Göç sonucu aile bireylerinin topluca iş hayatına atılmak zorunda kalmaları ve ekonomik gereksinimler sonucu kadının annelik rolünün zayıfladığı gözlemlenmektedir. Bu durum sıcak aile ortamlarının ve aile içi huzurun zayıflamasına ve gençlerin öz kimlik ve değerlerinden uzaklaşmalarına neden olmuştur. Başkanlığımızın aile yapısını güçlendirmeye yönelik çalışmaları mülteci aileleri de kapsamına alacak şekilde geliştirilmelidir.

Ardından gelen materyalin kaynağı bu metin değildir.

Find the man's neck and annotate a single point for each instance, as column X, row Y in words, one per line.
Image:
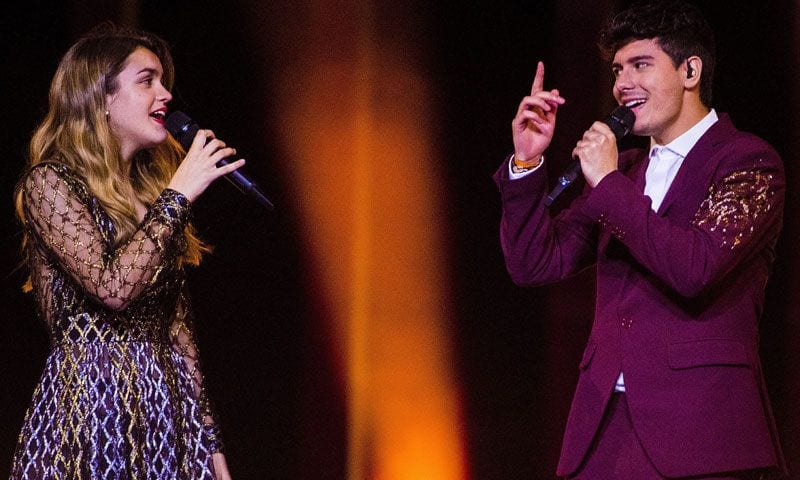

Göç aynı zamanda kültürel bir erozyondur. Erozyon nasıl toprağın en verimli tabakasını alıp götürüyor ve toprağı çorak bir hâlde bırakıyorsa, milletler en değerli bilim insanlarını göç neticesinde kaybedebilirler. Ülkemiz en fazla beyin göçü veren ülkeler arasındadır. Özellikle 1960’lı ve 1970’li yıllarda ülkemizden başta Almanya olmak üzere Avrupa ülkelerine iş gücü olarak göç eden gurbetçilerin durumu da ele alınması gereken diğer bir husustur. Bulundukları ülkelerde Türkiye’nin etkin gücü hâline gelmiş gurbetçi vatandaşlarımız kültürel değerlerini kaybetme ve yaşadıkları topluma uyum sağlayamama gibi iki farklı açmazla karşı karşıya kalmışlardır. Başkanlığımız ibadet yerlerinin temini, dinî görevleri sağlıklı bir şekilde yerine getirebilmek için dış şartların oluşturulması, kuşaklara dinî-kültürel değerlerin eğitim yoluyla aktarılması gibi önemli görevleri Türkiye’den seçerek gönderdiği din görevlileri, koordinatörlük, ataşelik ve müşavirlik hizmetleri ile deruhte etmektedir.
Son olarak göçün sebep olduğu sorunlar ve sosyokültürel değişimin olumsuz etkileri ile mücadelenin kurumlar arası iş birliği ile daha da etkin kılınması gerektiğini ifade etmek gerekiyor.